Pick a pattern. Notice what it costs. Iterate.
Standards & Specs
The cloud has no single standards body; the useful authorities are a mix of IETF, vendor reference architectures, and cross-vendor open specs.
- AWS Well-Architected Framework — the reliable default: six pillars (operational excellence, security, reliability, performance efficiency, cost optimization, sustainability). Even non-AWS teams lift from it.
- Google Cloud Architecture Framework — same shape, different vocabulary; useful cross-reference.
- CNCF Cloud Native Landscape — the taxonomy of open-source cloud-native tooling; the "what are my options" index.
- Kubernetes API spec — the de facto container orchestration API.
- OpenTelemetry spec — the vendor-neutral wire format for traces, metrics, and logs. The thing you should be emitting regardless of observability vendor.
- OCI Image Format and OCI Distribution — the open standards your container registries speak.
- RFC 1918 — private address space and RFC 4291 — IPv6 addressing — what your VPC is doing under the hood.
- RFC 8446 — TLS 1.3 — the only acceptable transport for anything you'd show a regulator.
- NIST SP 800-207 — Zero Trust Architecture — the reference for identity-first network design.
- FinOps Framework — the open, vendor-neutral cost-management discipline; the organizational counterpart to well-architected's cost pillar.
- Papers — DeCandia et al., "Dynamo" (SOSP 2007); Corbett et al., "Spanner" (OSDI 2012); Calder et al., "Windows Azure Storage" (SOSP 2011).
Test yourself
A static marketing site behind Route 53 + CloudFront + S3 has a slow first paint in Sydney. Which primitive do you investigate first, and why not the others?
Network, specifically CDN presence. If CloudFront has a POP near Sydney, first-byte should be under 50 ms. If requests fall through to S3 in us-east-1, you'll see ~200 ms + origin time. Not compute (static site, no server work). Not storage IO (S3 is fast). Not identity. Edge caching is the primitive that turns geography into a miss-vs-hit question.

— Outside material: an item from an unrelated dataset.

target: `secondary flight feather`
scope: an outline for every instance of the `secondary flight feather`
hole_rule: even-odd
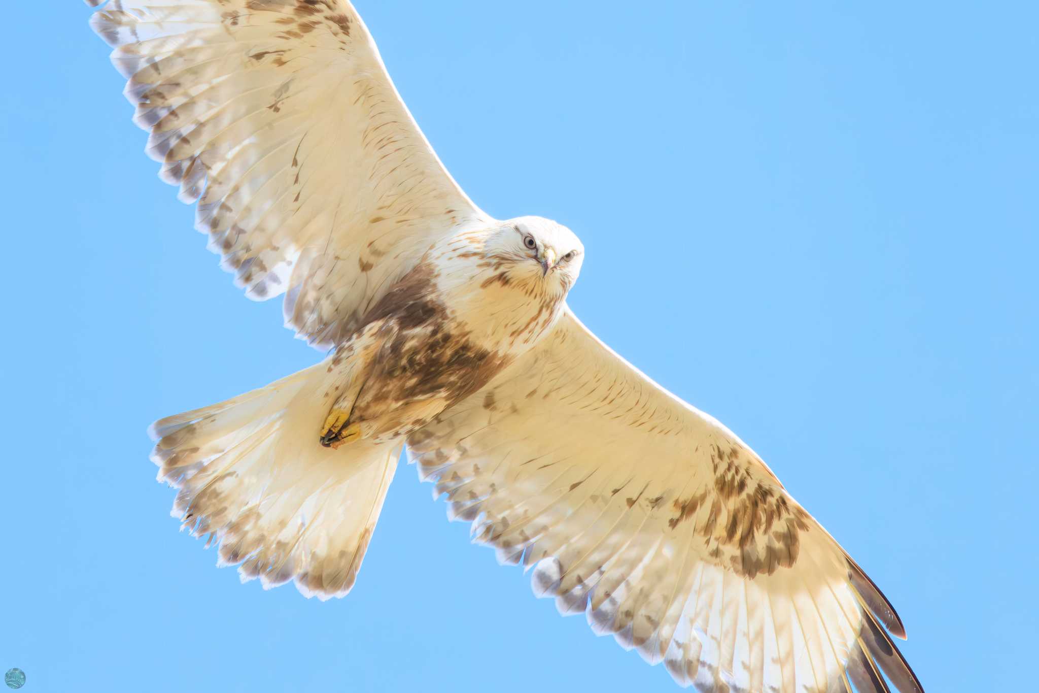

Your serverless API has a p99 of 2 seconds on new deploys, dropping to 80 ms after warmup. What architectural choice is paying for this and what's the cheap fix?
You're paying the cold-start tax of the Function compute primitive. Cheap fix: provisioned concurrency for hot endpoints (keeps N instances warm at ~container cost), or move the hot path to a small always-on container/managed runtime. Same five primitives, different composition.
A new feature triples your monthly bill. The compute line is flat. Where is the money actually going?
With compute flat, the prime suspects are egress and observability retention. New feature likely added a chatty integration (cross-region DB reads, a 3rd-party API call per request with large payloads), or generous log verbosity at high cardinality. Both shapes show up in "other" on the bill; both are architectural, not operational.